I've only used an oscillating tool a few times (it was someone else's ... can't remember the maker, but I don't think it was Fein), and I do own a rotary cutter (RotoZip), and a few Dremel rotary tools, but they're smaller models for hobby work, not construction. The RotoZip is closer in spec to the Dremel Tri Multi-Tool from what I can find (it's on their website as the 'Dremel Trio', not filed under 'rotary tools', which tend to be more for finer / hobby type work, rather than construction). My take on them:

  1. A rotary tool will have to remove more material, as the bits are at least 1/8" thick. This means that they'll generate more dust in the process.
  2. The oscilating tools need space on the side to work. They're best when coming in from the edge, rather than being plunged in to make a cut. They have a sort of almost circular blade for plunging in, but it's only really useful if you're going to be making a cut that's at least as wide as the blade (3-4", depending on the one)
  3. The nature of the oscilating tool means that it's going to hold a straight line better than a rotary tool. This might be good or bad, depending on what type of cut you're trying to make.
  4. Because of how the blade mounts to an oscillating tool, it can cut very close to an obstruction ... so you can use 'em for trimming a door jamb so you can slide tile or other flooring under it. You can't do this easily with a rotary tool.
  5. If for some reason you need to only cut down to a specific depth, you can adjust the cutting bit of the RotoZip within reason, and if if other rotary tools couldn't do it, you'd be able to use something to set the proper gap. I don't think it would be possible (or at least not easily) to do the same thing with the oscillating tool ... you really don't want to bring the head all the way down to the surface of what you're cutting.
  6. The rotary cutters work great for cutting large circles in drywall, or in cement backer board when laying tile. For the actual tile cutting, if I can, I prefer a wet saw, but the rotary tools work fine for punching a hole in the middle of large tiles, to get around the pipes for a radiator or the showerhead if it's not right at the edge. (more common if you're using 12' tiles). I have no idea if oscillating tools are rated for tile cutting, and even if they are, they're going to have problems with curves or even making small square holes.
  7. The rotary cutters work pretty well for cutting holes for work boxes ... but for drywall, a drywall saw works almost as clean and fast, and doesn't need to be plugged in. For putting new work boxes in plaster, on the other hand, they're great (just make sure you know which bits to use ... I killed a drywall bit cutting one the hole for one box). An oscillating tool might be able to do it; it could get the longer edge, but it might not be able to do the shorter sides cleanly.
  8. The nature of the rotary cutters mean they work pretty well for enlarging holes that were cut too small. You won't get as clean of an edge as if you had used the proper sized hole-saw bit, but if you're dealing with large sheet goods, it's often easier than trying to conort yourself while holding a scroll saw. (especially so if you're cutting something that's already installed).

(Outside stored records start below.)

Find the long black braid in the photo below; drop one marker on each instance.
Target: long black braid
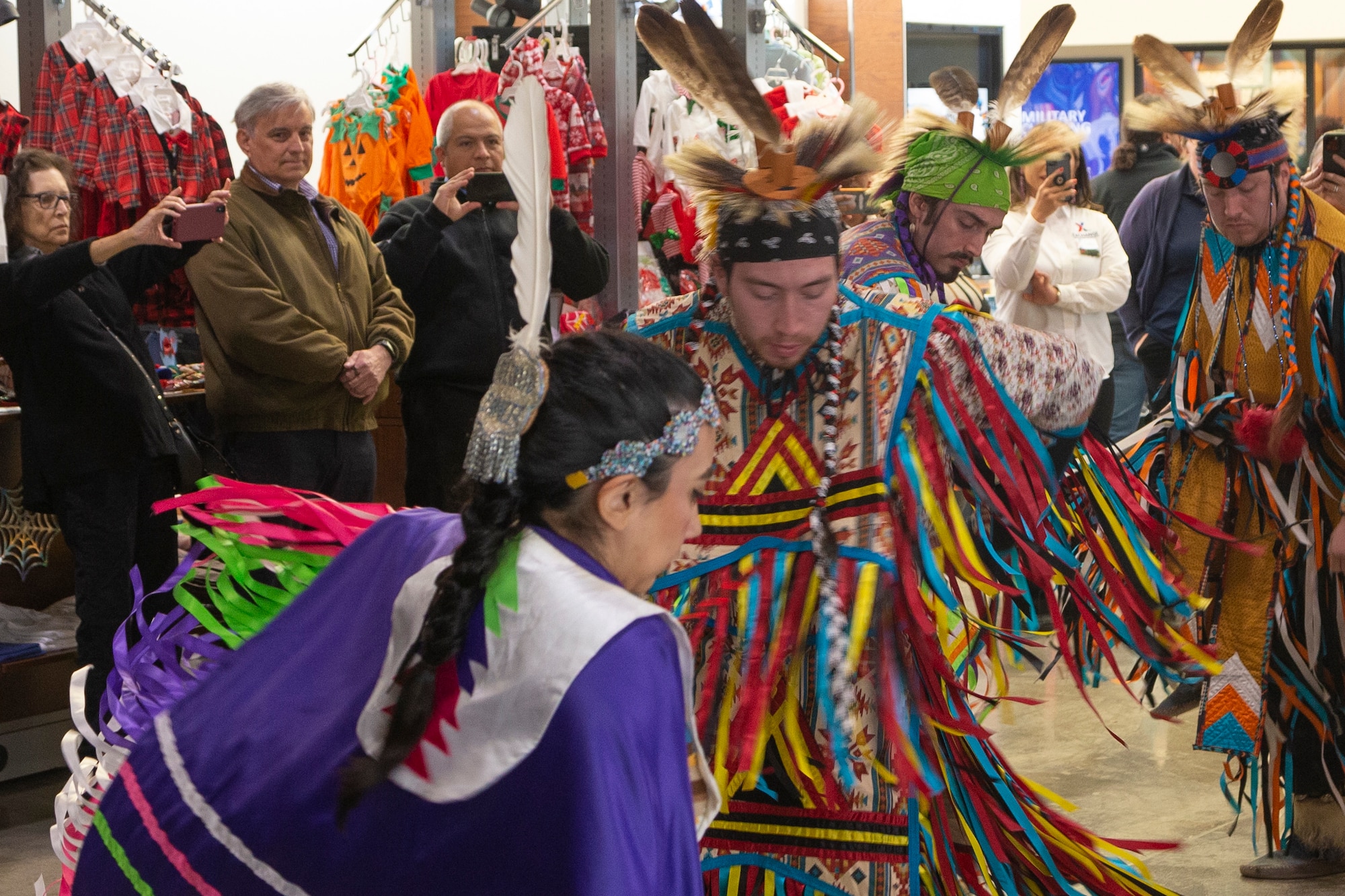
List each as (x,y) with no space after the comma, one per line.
(605,388)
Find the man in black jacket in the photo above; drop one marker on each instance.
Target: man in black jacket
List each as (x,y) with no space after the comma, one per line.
(451,260)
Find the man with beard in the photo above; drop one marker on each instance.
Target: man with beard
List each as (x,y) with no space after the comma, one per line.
(833,684)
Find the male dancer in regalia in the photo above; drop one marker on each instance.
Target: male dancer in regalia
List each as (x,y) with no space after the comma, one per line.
(1257,448)
(841,603)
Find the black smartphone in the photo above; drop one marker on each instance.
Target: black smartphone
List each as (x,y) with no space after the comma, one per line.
(1059,171)
(489,189)
(1334,145)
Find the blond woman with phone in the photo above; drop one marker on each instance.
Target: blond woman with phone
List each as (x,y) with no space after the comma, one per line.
(1058,263)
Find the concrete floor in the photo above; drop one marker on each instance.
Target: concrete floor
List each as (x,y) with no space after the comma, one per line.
(1155,788)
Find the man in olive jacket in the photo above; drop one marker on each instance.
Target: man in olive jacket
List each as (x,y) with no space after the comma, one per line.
(299,322)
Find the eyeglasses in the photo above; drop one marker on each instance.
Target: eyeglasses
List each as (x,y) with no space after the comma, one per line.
(49,200)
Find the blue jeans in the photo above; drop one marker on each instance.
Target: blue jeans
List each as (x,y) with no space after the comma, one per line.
(1129,376)
(338,464)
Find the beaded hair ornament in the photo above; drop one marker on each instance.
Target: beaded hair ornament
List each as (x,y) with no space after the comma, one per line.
(521,377)
(794,174)
(634,456)
(1235,140)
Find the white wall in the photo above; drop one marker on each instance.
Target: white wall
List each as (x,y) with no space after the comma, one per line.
(10,64)
(227,48)
(1110,22)
(974,13)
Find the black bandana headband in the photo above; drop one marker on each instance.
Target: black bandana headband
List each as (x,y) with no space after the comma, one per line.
(805,235)
(1252,146)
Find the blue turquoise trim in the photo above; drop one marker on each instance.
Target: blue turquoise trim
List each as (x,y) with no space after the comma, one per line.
(766,542)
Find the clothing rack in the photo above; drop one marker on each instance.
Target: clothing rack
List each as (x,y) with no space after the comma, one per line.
(132,37)
(383,21)
(523,33)
(808,36)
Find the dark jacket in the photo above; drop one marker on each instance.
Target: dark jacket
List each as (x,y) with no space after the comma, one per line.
(87,407)
(29,283)
(1116,190)
(457,278)
(1161,235)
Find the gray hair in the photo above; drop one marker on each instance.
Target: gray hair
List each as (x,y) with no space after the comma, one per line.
(270,99)
(446,122)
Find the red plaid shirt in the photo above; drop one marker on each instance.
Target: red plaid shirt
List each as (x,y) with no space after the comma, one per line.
(13,126)
(99,114)
(118,167)
(185,161)
(224,163)
(52,76)
(72,103)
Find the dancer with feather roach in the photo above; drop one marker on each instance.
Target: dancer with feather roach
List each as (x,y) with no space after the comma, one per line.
(844,610)
(471,705)
(949,189)
(1256,448)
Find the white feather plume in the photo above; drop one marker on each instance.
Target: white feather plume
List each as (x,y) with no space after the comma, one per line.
(528,165)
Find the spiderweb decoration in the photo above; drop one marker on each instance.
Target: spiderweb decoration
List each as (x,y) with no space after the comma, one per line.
(25,536)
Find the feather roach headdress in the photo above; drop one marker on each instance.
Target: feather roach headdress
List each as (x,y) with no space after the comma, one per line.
(944,159)
(782,209)
(1235,139)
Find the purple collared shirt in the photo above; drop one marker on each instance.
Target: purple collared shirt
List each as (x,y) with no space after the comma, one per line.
(582,557)
(310,193)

If I guessed wrong on which Dremel you were looking at ... the smaller Dremel rotary tools have lots of uses, which is why I have more than one, but they tend to be more for hobby stuff, or prep work (like cleaning battery terminals) than construction-type tasks.


I recently purchased a Dremel MultiMax specifically for doing plunge cuts, as well as sanding panel doors and window frames.

I have already used the oscillating saw blade for plunge cutting into plywood subfloors and I love it (I'm re-insulating the floor space in my bay windows). I have also used the oscillating saw for straight cutting on kitchen drawers and it is so easy. You can clearly see where you are cutting and the blade thickness is minimal. The Dremel MultiMax is also quite light, yet sturdy.

One of the big advantages with using an oscillating tool for cutting wood is the reduction in saw dust; all the dust falls straight down instead of being spewed all over the place with a rotary saw. I have just finished cutting some cabinet drawers and did it in my kitchen; the clean up was so easy in comparison with a jig saw or circular saw.